My notes at this point read, “A TERRORIST PLOT TO BREAK EVIL LEADER OUT BY HOLDING A BUSLOAD OF TOURISTS HOSTAGE ON AN ACTIVE VOLCANO! THIS IS HOW THE 80’S SAY FUCK YEAH!”
Unfortunately the energy drops pretty quickly after that point. The volcano never even comes up again.
The movie has some good craziness: the hostages are taken by the terrorists disguising themselves as a wedding party, and the actor playing Alby (the father of Anthony Kiedis of the Red Hot Chili Peppers) camps it up delightfully. The problem is the movie never holds its very few elements together. We have DART, the terrorists, and the hostages. Only the hostages disappear from the movie relatively early only to, surprise, still be part of this movie at the end. Also, DART is pretty terrible at their job. They spend most of the movie investigating the terrorists, but the leads go nowhere and it’s really only by chance that they find the villains’ base at the end.

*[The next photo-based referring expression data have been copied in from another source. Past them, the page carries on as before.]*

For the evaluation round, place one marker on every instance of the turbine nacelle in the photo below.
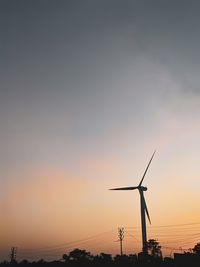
(142, 188)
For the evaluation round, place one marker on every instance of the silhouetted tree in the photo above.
(79, 254)
(65, 257)
(154, 248)
(196, 249)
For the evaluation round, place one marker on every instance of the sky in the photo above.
(88, 90)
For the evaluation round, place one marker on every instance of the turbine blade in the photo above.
(125, 188)
(146, 210)
(146, 169)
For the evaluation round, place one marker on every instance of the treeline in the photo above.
(154, 258)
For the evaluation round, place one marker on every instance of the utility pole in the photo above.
(121, 237)
(13, 254)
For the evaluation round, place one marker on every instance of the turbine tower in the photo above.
(143, 206)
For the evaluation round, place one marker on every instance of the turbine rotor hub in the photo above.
(143, 188)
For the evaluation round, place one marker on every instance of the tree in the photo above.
(78, 254)
(65, 257)
(196, 249)
(154, 248)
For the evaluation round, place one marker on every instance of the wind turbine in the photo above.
(143, 206)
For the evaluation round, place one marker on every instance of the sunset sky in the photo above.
(88, 90)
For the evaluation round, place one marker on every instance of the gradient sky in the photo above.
(88, 90)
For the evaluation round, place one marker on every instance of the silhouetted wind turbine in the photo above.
(144, 210)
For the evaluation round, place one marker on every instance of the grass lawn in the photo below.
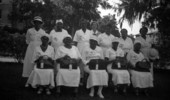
(12, 88)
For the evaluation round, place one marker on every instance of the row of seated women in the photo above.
(62, 68)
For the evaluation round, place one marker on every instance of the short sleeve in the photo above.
(36, 55)
(75, 37)
(28, 38)
(107, 53)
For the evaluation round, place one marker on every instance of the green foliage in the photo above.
(71, 11)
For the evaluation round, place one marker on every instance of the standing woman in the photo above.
(118, 69)
(81, 39)
(43, 74)
(68, 72)
(105, 39)
(141, 77)
(58, 34)
(82, 36)
(94, 29)
(33, 39)
(125, 42)
(97, 77)
(146, 41)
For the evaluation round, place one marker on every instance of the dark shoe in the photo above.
(146, 93)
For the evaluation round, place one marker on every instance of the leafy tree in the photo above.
(156, 14)
(71, 11)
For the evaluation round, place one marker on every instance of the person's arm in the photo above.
(28, 38)
(75, 39)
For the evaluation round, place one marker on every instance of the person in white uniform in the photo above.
(97, 77)
(33, 40)
(118, 69)
(94, 29)
(125, 42)
(58, 34)
(81, 39)
(105, 39)
(42, 77)
(68, 73)
(146, 41)
(140, 79)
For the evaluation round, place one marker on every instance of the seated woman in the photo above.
(96, 68)
(117, 66)
(42, 75)
(141, 77)
(68, 72)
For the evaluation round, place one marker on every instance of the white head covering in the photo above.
(59, 20)
(37, 18)
(115, 40)
(94, 38)
(137, 41)
(153, 54)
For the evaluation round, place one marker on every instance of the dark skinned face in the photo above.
(44, 40)
(143, 31)
(84, 25)
(37, 24)
(137, 47)
(108, 30)
(93, 44)
(94, 26)
(67, 42)
(59, 26)
(124, 33)
(115, 45)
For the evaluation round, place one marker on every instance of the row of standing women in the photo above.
(90, 47)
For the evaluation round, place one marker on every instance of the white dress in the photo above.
(145, 44)
(82, 38)
(126, 44)
(56, 38)
(67, 77)
(105, 41)
(139, 79)
(96, 77)
(33, 39)
(118, 76)
(42, 76)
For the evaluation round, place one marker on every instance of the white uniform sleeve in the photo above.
(75, 37)
(28, 38)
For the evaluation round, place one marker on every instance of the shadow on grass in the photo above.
(12, 88)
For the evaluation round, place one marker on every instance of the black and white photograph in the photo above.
(84, 49)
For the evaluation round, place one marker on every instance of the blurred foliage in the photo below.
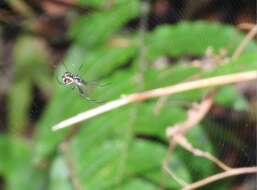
(114, 150)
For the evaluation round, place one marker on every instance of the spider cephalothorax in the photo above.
(68, 78)
(83, 86)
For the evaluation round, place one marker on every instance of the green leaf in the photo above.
(193, 38)
(16, 165)
(18, 106)
(92, 30)
(59, 175)
(230, 97)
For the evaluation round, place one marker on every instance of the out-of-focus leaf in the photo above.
(94, 29)
(16, 165)
(19, 101)
(60, 176)
(199, 166)
(230, 97)
(137, 184)
(33, 63)
(111, 162)
(247, 62)
(193, 38)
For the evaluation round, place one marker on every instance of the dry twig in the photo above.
(244, 42)
(216, 177)
(159, 92)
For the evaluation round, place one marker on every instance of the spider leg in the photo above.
(58, 80)
(83, 94)
(96, 83)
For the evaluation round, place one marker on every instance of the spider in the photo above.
(70, 79)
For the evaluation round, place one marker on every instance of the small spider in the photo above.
(83, 86)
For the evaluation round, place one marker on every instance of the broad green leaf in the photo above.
(230, 97)
(92, 30)
(16, 165)
(19, 103)
(193, 38)
(60, 178)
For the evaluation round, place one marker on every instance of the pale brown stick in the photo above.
(159, 92)
(244, 42)
(216, 177)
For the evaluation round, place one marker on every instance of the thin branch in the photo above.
(159, 92)
(216, 177)
(244, 42)
(182, 141)
(175, 177)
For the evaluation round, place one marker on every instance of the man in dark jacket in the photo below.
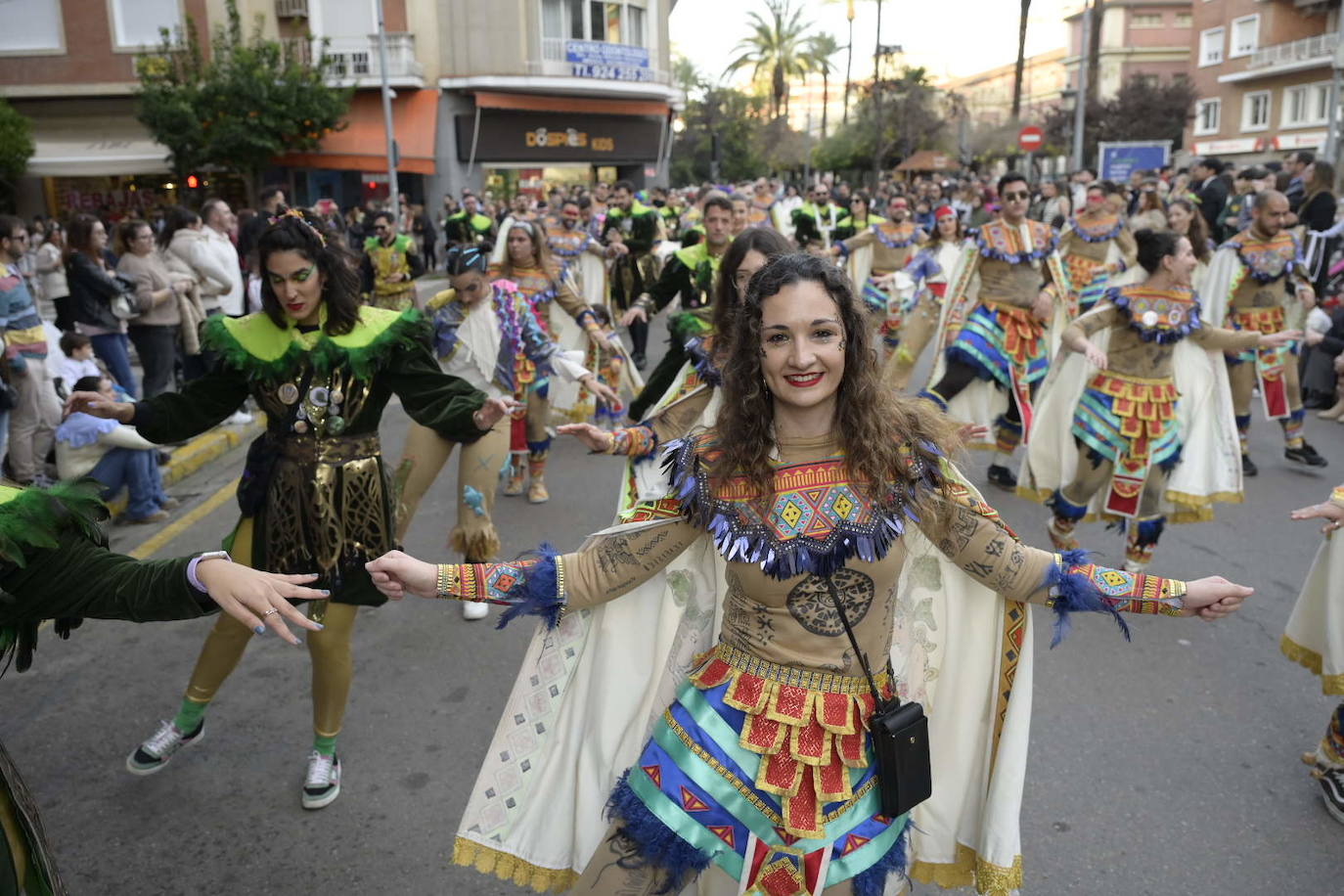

I could put in a good word for Shô Kosugi here, although I don’t need to (because he’s Shô Kosugi). He plays Spike, the only active member of DART in contrast to smirking incompetent white guy and literally-reading-the-script white girl. Kosugi has nearly all the action sequences and, since he choreographed them, they do all right. It’s just that none of them matter to the story. When he eventually faces off with the big terrorist who they let out of jail, the terrorist literally stops a bullet with his bare hands.
If you’re movie’s a cartoon, nothing has any consequence.
Anyway, the terrorist is released because DART can’t do their job. They try to follow him, lose him, and then eventually learn where the villains’ base is. They go in, Kosugi fights some ninjas (who’ve been absent from the film since a flashback early on), save the hostages, and don’t get the villains.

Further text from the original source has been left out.